Aber hier wie auch beim Prinzip "Menschenrechte vor nationaler Souveränität" (nach Fastenrath U., im OSZE-Jahrbuch 1996, nach Lutz, S. 226) geht es höchstens um DISKUSSION dazu, nicht um Bomben!!! (Beispiel: Entsendung einer OSZE-Unterstützungsgruppe nach Grosny , d.h. nur politische Willensakte, keine rechtlichen Verbindlichkeiten)

Genauso wie die Problematik, was jeweils unter "Menschenrechten" zu verstehen ist, ist auch das Wort "Völkermord" nicht eindeutig definiert. Während gerade die USA den Tod Hundertausender Menschen in Ruanda noch lange nicht als Völkermord deklarierte, waren Hunderte tote Albaner (von denen wie immer jeder einer zuviel war! und die toten Serben auch nicht beachtet wurden) im Kosovo plötzlich ein ausreichender Vorwand für den Bruch des geltenden Rechts.
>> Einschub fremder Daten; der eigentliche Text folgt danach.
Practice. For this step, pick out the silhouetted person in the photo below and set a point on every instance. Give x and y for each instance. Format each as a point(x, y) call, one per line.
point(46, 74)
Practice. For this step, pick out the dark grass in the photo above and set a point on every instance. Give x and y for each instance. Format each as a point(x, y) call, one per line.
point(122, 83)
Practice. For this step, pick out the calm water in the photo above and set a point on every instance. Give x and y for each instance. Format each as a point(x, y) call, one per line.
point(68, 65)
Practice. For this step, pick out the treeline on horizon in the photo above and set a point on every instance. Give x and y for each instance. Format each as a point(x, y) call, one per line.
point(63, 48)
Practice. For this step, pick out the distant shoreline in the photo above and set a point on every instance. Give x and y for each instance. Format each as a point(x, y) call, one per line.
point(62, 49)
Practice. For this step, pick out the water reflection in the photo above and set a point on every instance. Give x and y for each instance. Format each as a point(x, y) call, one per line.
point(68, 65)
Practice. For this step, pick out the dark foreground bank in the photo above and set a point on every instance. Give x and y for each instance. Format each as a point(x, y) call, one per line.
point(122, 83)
Obwohl es aus der Sicht der Menschenrechte ein Fortschritt ist, daß "der Staat ... nicht mehr als absoluter Herrscher über sein Territorium und seine Bürger akzeptiert (wird)" (Schmid, T., S. 21), wächst gleichzeitig die Gefahr einer Rückkehr zur Kanonenbootdiplomatie (S. 22).

 

 

 

"Wenn der Westen sich aber auf die Beschwörung der universellen Menschenrechte und auf moralistische Diskurse beschränkt, bleibt der Mangel eines völkerrechtlichen Friedenssicherungssysems verdeckt." (Oeter)

 

 

 

 

 

 

Was passiert mit den Minderheiten, wenn die Mehrheit als "Selbst" dominiert?

 

 

J. Habermas will das "Völkerrecht in ein Recht der Weltbürger" transformieren. Das gebrochene Völkerrecht wird als "klassisch" abgeschrieben und dem "kosmopolitischen Recht einer Weltbürgergesellschaft" geopfert. Dabei gibt es ein Mißverständnis: Die von Habermas anvisierte Transformation ist eigentlich eine löbliche Utopie - aber nicht das, was gegenwärtig geschieht. Was geschieht, ist nur der negative Bruch des Vorhandenen, ein Rückschritt ohne tatsächlich vorwärtsweisende zivilisatorische Komponente.

 

 

4.5. Rechtsbruch

Der Bruch völkerrechtlicher Regelungen - und des bundesdeutschen Grundgesetzes - durch die Bombenangriffe ist im allgemeinen unbestritten.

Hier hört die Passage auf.